あなたは向いてる?30歳女性の転職の決断・成功に必要なこととは

『コラム40』~お仕事探しに役立つ情報発信中!~
このエントリーをはてなブックマークに追加
Banner column01

社会人として5年以上のキャリアを積み、自分の仕事にも自信を持てるようになってきた30歳は、転職を考えやすいタイミングですよね。

特に、女性は結婚・出産という大きなライフイベントの経験から、30歳前後で働き方への価値観が大きく変化し、転職を考えるようになる人も少なくありません。

しかし「30歳」という年齢だけで、女性が転職を決断することには危険も伴います。

30歳での女性の転職には、その理由や希望する職種によって向き・不向きがあるのです。

今回は、30歳での転職を決断しようとする女性に向けて、転職すべきかの判断基準や知っておくべきリスク、求人応募・面接での注意ポイントを解説していきます。

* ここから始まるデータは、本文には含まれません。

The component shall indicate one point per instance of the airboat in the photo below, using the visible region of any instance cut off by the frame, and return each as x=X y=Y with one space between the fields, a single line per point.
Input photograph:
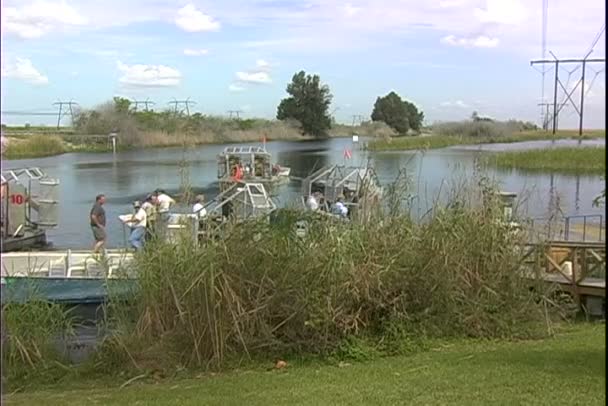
x=249 y=164
x=29 y=208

その後の人生を大きく左右する30歳での転職成功のために、役に立つ情報のみを厳選してご紹介しますので、ぜひ参考にしてくださいね。

目次

30歳のいま、女性は本当に転職すべき?判断の基準になるもの

転職すべきか悩む30歳女性

転職市場では、男性の「40歳転職限界説」とあわせて「女性の転職は30歳までが限界」とする俗説も、長らくささやかれてきました。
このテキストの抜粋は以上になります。